On the 99th day, what little bipartisanship existed in the Obama era basically died.
Democrats are going ahead with plans to include the parliamentary procedure of reconciliation to overhaul the nation's health-care system in the congressional budget resolution under consideration.
To the average observer, this doesn't register as too important -- more obscure political rule-making coming out of Washington, D.C. But this is actually a big deal. The seemingly innocuous phrase "reconciliation" does exactly the opposite if you're in the minority party -- except resign you to the fact that you'll have even less influence on controversial legislation.
Reconciliation is procedure that limits both time for debate and the amount of amendments permitted to be introduced -- and permits the passage of certain legislation by majority-vote (meaning no use of the filibuster in the Senate). These rules are supposed to be used primarily for budget-related issues -- not broader policy concerns. The fact is, though, Republicans have used reconciliation to get passed controversial tax measures -- such as the Bush tax cuts (and even parts of the Contract with America back in the '90s). However, at least in those cases, one could make the argument that tax policy is somewhat connected to the size and consideration of the budget.
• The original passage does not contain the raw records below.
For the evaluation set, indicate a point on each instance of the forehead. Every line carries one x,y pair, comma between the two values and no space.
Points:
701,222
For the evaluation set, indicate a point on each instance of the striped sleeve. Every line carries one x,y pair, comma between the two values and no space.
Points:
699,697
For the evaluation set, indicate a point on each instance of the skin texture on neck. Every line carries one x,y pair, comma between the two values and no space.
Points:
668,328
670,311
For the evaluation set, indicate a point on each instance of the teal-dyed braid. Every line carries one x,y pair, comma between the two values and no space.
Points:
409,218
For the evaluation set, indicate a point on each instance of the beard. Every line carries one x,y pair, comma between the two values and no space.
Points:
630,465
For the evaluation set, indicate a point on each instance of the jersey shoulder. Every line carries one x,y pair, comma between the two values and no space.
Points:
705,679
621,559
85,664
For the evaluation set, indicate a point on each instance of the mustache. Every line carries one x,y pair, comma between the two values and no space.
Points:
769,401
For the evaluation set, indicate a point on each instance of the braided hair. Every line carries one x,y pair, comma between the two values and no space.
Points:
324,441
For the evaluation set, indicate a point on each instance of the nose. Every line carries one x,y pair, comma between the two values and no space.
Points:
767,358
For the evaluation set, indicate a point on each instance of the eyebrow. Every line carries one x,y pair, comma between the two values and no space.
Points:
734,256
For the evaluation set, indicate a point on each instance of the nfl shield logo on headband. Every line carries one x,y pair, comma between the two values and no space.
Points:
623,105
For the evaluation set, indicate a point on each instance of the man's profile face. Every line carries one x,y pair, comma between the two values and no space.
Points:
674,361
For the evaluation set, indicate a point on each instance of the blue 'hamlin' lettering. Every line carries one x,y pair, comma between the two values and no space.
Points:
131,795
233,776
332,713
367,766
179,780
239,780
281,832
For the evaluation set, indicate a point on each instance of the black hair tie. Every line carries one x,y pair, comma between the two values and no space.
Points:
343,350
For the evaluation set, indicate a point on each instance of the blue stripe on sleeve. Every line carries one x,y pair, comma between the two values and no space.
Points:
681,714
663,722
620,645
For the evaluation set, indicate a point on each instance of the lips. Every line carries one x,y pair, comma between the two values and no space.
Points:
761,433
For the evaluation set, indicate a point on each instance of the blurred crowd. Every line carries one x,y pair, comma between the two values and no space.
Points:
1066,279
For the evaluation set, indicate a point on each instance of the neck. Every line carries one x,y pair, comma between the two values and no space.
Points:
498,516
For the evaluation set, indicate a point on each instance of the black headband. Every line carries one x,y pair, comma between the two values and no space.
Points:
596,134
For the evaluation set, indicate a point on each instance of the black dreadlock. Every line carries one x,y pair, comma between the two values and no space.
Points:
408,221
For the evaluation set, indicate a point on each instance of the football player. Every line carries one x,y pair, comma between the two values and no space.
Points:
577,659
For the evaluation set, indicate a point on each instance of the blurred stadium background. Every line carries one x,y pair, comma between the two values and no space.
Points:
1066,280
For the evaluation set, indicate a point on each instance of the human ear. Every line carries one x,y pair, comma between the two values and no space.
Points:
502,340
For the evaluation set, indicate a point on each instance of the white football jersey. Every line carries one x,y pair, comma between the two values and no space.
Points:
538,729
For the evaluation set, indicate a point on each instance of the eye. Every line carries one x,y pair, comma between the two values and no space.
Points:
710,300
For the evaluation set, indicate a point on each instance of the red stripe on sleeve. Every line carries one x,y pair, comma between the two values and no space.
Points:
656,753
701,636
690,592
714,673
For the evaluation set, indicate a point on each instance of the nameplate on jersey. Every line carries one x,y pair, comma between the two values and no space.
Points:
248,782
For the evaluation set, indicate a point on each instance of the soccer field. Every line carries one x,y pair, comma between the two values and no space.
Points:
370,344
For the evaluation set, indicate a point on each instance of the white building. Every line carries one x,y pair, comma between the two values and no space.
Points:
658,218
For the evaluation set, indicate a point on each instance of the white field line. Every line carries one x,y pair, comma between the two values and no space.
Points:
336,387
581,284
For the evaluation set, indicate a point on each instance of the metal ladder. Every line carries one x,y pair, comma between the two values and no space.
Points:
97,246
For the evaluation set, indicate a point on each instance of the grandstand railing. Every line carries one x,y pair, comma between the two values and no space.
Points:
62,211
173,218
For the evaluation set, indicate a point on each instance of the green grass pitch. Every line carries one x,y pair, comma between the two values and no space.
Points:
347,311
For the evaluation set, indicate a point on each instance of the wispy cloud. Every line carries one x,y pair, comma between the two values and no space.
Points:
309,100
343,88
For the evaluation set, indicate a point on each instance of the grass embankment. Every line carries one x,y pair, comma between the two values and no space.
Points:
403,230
Republicans think using reconciliation for health care overhaul isn't just a difference in degree -- it's a difference in kind. And, from an administration that has made bipartisanship a watchword of its early days, it is actually an invitation to extreme partisan warfare from the opposition.
In the short-term, Democrats may see a political -- and policy -- victory down the road in getting a health-care prototype passed. However, President Obama and Congress will guarantee themselves longer-lasting headaches from an infuriated GOP. The Republicans might not be able to block health-care reform under reconciliation rules -- but they can sure create a lot of trouble on other matters.